3 – La terza piattaforma riguarderà i certificati Eu Digital Certificate Covid-19, stabiliti in accordo tra parlamento, commissione e consiglio europeo per agevolare la libera circolazione delle persone tra i Paesi, nonostante la pandemia. Sarà operativa dal 1 luglio, attesterà se una persona è stata vaccinata contro il Coronavirus, oppure ha un risultato recente di test molecolare o antigenico negativo, oppure è guarita dall’infezione. Il documento Eu Digital Green Certificate (Green Pass UE) verrà emesso da una piattaforma nazionale, alimentata con i dati trasmessi dalle regioni, e il documento (sia cartaceo che digitale) avrà un QR code leggibile in tutta Europa, che darà la possibilità di accedere alla piattaforma con i dati relativi ai singoli viaggiatori. Il certificato non costituirà un prerequisito per la libera circolazione che rimane un diritto fondamentale nell’Unione europea, ma la agevola senza ulteriori accertamenti e contribuisce a ridurre le falsificazioni dei certificati stessi. La piattaforma comune garantirà l’interoperabilità tra sistemi diversi.

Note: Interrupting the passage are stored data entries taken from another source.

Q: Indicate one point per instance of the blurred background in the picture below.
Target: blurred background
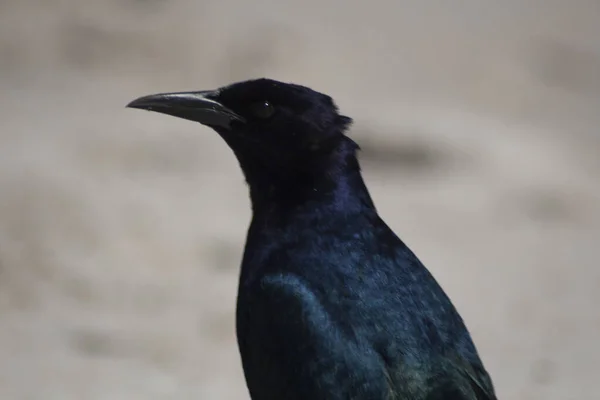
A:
(121, 231)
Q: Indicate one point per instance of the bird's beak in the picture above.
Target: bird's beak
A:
(194, 106)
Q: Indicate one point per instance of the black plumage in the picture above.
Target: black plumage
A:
(331, 303)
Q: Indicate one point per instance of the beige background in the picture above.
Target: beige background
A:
(121, 231)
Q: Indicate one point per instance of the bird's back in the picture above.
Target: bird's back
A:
(350, 315)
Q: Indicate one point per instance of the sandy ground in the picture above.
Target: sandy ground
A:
(121, 231)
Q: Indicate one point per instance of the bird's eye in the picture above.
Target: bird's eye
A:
(262, 109)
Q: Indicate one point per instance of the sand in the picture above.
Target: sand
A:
(121, 231)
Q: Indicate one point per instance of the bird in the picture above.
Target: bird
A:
(331, 303)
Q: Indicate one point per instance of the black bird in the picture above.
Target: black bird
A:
(331, 303)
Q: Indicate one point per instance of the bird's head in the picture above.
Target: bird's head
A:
(271, 126)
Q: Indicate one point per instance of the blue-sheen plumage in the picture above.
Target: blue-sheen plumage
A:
(331, 303)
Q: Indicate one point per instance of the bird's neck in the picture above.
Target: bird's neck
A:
(332, 186)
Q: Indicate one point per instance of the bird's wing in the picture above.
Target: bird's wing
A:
(462, 380)
(480, 381)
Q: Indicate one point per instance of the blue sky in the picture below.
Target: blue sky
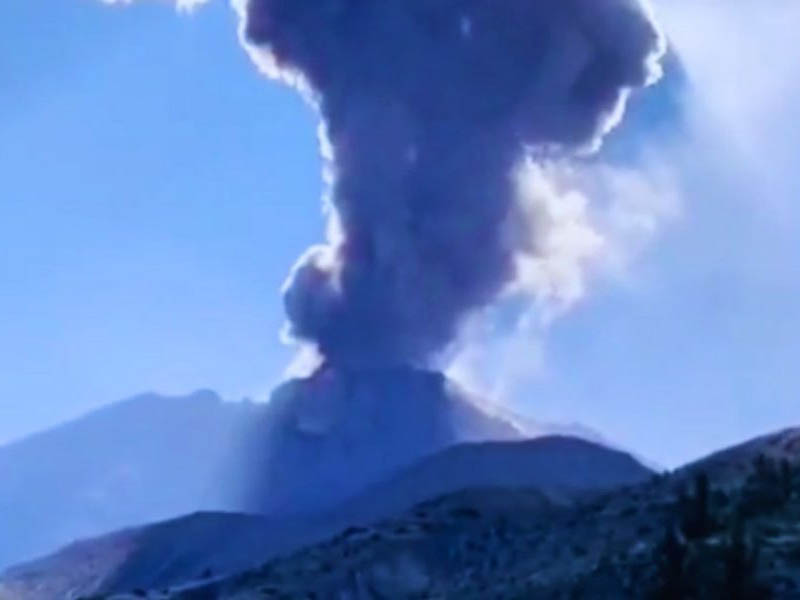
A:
(154, 192)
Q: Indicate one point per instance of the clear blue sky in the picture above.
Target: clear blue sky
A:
(154, 191)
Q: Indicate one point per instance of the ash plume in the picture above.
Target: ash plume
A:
(427, 108)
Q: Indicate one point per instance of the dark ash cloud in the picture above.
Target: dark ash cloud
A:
(427, 107)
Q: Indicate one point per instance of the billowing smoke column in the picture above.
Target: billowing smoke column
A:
(427, 107)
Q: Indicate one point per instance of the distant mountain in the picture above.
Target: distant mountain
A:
(326, 438)
(697, 533)
(556, 471)
(143, 459)
(151, 458)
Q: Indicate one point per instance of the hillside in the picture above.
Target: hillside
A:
(698, 536)
(143, 459)
(557, 470)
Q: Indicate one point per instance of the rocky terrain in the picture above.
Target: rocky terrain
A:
(727, 527)
(166, 554)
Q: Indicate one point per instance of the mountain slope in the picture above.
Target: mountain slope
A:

Un impegno che ritorna anche nel Global Health Summit (G20 Sanità) che si è tenuto a Roma la scorsa settimana. Tra i principi espressi nel documento finale –  Dichiarazione di Roma – si evince come il tema della complessità dell’infrastruttura informatica, frammentata, anche in Sanità sia un nodo da risolvere. Il Summit (che ha affontato la crisi sanitaria e socio-economica globale, senza precedenti, il documento vale la lettura) ha inserito nei 16 principi della sua dichiarazione l’impegno a “sfruttare le sinergie e costruire piattaforme per facilitare la condivisione dei dati, rafforzare le capacità, accordi volontari per licenze, tecnologie e know-how”. Nel bicchiere mezzo pieno.